Sleep deprivation in the pigeon using the Disk-Over-Water method.

Author information

1
Neuroscience Training Program, University of Wisconsin-Madison, 6001 Research Park Boulevard, Madison WI 53719, USA.

Abstract

A well-defined sleep deprivation (SD) syndrome has been observed in studies with rats under conditions of severe sleep loss on the Disk-Over-Water (DOW) apparatus. Observation of the sleep deprivation syndrome across taxa would assist in the elucidation of the function of sleep. In the present study, the effects of total sleep deprivation were assessed in pigeons, a biologically relevant choice given that birds are the only non-mammalian taxon known to exhibit unequivocal rapid-eye-movement (REM) sleep and non-REM (NREM) sleep. Pigeons were deprived of sleep for 24-29 days on the DOW by rotating the disk and requiring them to walk whenever sleep was initiated. Control (C) birds were also housed on the DOW and required to walk only when the deprived (D) birds were required to walk due to sleep initiation. NREM and REM sleep amounts were reduced from baseline during the deprivation for both D and C birds, although D birds obtained less NREM sleep than controls. Across the deprivation, D birds had their total sleep reduced by 54% of baseline (scored in 4 s epochs), whereas previous studies in rats on the DOW reported total sleep reduction of as much as 91% (scored in 30 s epochs). Pigeons proved to be more resistant to sleep deprivation by the DOW method and were much more difficult to deprive over the course of the experiment.
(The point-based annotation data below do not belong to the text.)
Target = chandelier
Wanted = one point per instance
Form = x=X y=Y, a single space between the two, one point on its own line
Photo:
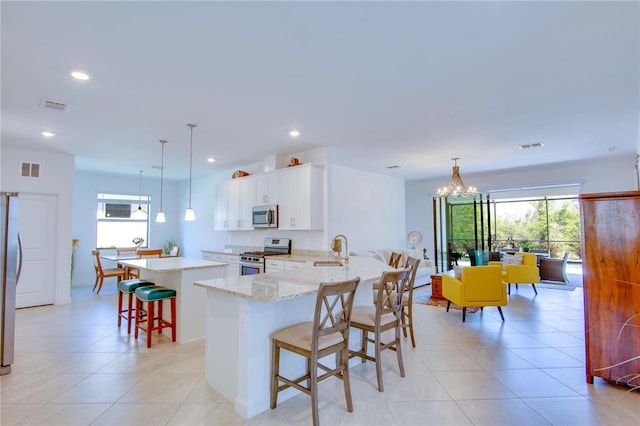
x=456 y=187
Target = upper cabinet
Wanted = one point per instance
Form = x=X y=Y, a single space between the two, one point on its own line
x=266 y=189
x=298 y=191
x=241 y=195
x=234 y=200
x=222 y=208
x=300 y=197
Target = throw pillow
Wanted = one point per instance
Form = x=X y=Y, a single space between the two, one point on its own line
x=457 y=270
x=510 y=259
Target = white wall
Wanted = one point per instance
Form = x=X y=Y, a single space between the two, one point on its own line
x=367 y=207
x=89 y=184
x=56 y=177
x=606 y=174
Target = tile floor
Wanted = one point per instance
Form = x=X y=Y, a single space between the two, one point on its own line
x=75 y=367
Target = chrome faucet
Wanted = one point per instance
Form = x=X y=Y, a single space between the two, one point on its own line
x=336 y=247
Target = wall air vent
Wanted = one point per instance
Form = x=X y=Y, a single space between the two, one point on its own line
x=54 y=105
x=531 y=145
x=30 y=169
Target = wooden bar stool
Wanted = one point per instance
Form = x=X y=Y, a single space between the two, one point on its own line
x=146 y=319
x=128 y=287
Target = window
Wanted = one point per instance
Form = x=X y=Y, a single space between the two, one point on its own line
x=115 y=227
x=550 y=224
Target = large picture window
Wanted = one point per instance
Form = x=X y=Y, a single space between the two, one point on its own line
x=115 y=226
x=546 y=225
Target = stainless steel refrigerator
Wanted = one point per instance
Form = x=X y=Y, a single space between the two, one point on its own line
x=11 y=258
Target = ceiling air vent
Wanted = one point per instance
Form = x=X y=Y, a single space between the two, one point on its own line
x=54 y=105
x=531 y=145
x=30 y=169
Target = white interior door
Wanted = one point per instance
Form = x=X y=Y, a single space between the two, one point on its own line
x=37 y=226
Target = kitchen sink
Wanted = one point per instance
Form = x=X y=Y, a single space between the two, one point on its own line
x=327 y=263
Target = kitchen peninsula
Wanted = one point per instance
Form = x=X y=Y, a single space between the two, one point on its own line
x=243 y=311
x=179 y=273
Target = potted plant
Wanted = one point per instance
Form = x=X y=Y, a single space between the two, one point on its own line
x=525 y=245
x=169 y=245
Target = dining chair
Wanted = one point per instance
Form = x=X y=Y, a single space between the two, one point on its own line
x=384 y=316
x=125 y=251
x=407 y=299
x=102 y=273
x=144 y=254
x=394 y=260
x=327 y=334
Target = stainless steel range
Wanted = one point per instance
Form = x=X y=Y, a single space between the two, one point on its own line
x=252 y=262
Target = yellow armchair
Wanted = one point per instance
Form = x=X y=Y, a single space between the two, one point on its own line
x=527 y=273
x=478 y=286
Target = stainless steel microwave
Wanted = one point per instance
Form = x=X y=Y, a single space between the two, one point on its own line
x=265 y=216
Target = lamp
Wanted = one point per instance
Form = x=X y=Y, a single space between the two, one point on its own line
x=190 y=215
x=160 y=216
x=139 y=214
x=456 y=187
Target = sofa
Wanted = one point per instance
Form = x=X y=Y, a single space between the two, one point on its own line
x=425 y=270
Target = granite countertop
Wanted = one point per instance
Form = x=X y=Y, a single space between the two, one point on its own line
x=281 y=285
x=164 y=264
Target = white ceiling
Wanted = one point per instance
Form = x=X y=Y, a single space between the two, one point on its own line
x=385 y=83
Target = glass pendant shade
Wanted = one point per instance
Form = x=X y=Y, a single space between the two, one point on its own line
x=456 y=187
x=190 y=214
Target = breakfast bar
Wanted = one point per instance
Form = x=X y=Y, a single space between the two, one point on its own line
x=179 y=273
x=243 y=311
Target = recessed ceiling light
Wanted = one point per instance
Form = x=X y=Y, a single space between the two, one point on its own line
x=80 y=75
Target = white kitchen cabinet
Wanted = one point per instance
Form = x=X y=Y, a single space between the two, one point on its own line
x=291 y=265
x=301 y=193
x=240 y=195
x=233 y=270
x=266 y=189
x=221 y=222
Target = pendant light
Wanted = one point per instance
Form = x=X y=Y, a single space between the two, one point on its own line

Overall, the pigeons showed recovery sleep patterns similar to those seen in rats; i.e., rebound sleep during recovery was disproportionately composed of REM sleep. They did not, however, show the obvious external physical signs of the SD syndrome nor the large metabolic and thermoregulatory changes associated with the syndrome. The DOW method was thus effective in producing sleep loss in the pigeon, but was not as effective as it is in rats. The absence of the full SD syndrome is discussed in the context of limitations of the DOW apparatus and the possibility of species-specific adaptations that birds may possess to withstand or adapt to conditions of limited sleep opportunity.

PMID:
17765274
DOI:
10.1016/j.physbeh.2007.07.012
[Indexed for MEDLINE]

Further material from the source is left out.